Desde una vereda positiva, la Convención ha sido capaz de ir encauzando la discusión hacia las materias de fondo. La organización interna en comisiones temáticas ha permitido realizar una serie de audiencias con grupos de la sociedad civil y expertos. Al mismo tiempo, la ciudadanía ha podido presentar propuestas populares de articulado que si logran 15.000 firmas deberán ser discutidas en el pleno de la Convención. En definitiva, el funcionamiento de la Convención hasta el momento ha sido un proceso de luces y sombras, pero que se encarrila hacia una propuesta definitiva de Constitución. En este contexto, nos gustaría esbozar algunas ideas sobre ámbitos de discusión que podrían tener relevancia para la actividad forestal en nuestro país.
En primer lugar, resulta fundamental para la industria forestal que la nueva Constitución consagre en forma nítida el derecho a la propiedad como un derecho humano fundamental. Aunque esto ya se encuentra establecido en los Tratados Internacionales sobre Derechos Humanos ratificados por Chile, es esencial que el texto fundamental sea muy claro en los contornos legales de la propiedad privada y en la excepcionalidad de la expropiación como medida de ultima ratio ante causales muy específicas.
Vinculado a lo anterior, sabemos que la nueva Constitución tendrá un énfasis marcado en la protección del Medio Ambiente y de los ecosistemas. Sabemos que el combate al cambio climático es uno de los desafíos esenciales de la humanidad durante el siglo XXI, lo cual necesariamente debe traducirse en ordenamientos jurídicos que reconozcan esta problemática. Sin embargo, la protección ambiental debe ir en armonía con el desarrollo económico, especialmente en un país exportador como Chile.
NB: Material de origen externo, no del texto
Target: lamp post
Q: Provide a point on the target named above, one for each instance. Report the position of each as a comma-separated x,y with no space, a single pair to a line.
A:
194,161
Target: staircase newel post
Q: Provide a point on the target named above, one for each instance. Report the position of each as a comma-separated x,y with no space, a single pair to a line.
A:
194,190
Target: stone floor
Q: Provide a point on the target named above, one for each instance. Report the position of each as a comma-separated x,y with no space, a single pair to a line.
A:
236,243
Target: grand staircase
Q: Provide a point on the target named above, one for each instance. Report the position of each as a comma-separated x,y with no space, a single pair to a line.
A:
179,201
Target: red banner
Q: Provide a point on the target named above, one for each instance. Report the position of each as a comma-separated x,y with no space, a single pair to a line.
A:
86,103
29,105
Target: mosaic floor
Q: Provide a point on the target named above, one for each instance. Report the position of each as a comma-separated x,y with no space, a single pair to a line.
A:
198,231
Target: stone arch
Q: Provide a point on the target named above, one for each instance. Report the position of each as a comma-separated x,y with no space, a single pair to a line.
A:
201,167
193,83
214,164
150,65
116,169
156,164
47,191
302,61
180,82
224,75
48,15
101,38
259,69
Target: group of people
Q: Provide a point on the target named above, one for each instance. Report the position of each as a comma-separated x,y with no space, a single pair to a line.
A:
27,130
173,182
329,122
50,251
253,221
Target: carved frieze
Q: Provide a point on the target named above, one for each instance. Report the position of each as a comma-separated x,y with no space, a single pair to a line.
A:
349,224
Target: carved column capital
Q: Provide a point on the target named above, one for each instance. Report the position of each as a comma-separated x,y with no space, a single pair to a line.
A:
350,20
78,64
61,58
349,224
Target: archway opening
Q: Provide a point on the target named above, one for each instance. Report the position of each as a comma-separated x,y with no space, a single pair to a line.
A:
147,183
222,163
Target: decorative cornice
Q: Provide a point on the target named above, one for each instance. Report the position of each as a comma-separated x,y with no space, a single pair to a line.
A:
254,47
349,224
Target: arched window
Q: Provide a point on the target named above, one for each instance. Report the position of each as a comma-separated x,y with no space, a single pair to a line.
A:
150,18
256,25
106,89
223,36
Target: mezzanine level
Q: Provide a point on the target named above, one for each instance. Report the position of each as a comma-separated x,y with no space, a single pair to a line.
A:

Esto debe traducirse en reglas claras para la inversión y procedimientos ambientales donde se privilegie el aspecto técnico por sobre el político.
Finalmente, es clave para la industria forestal el restablecimiento del Estado de Derecho y la paz en la denominada Macrozona sur del país. El reconocimiento de la plurinacionalidad y de ciertos grados de autonomía para los pueblos originarios debe acompañarse tanto de una condena explícita al terrorismo como una actividad esencialmente contraria a los Derechos Humanos como de un reconocimiento del deber del Estado de proteger a la población de los grupos terroristas y reparar a las víctimas de este tipo de delitos.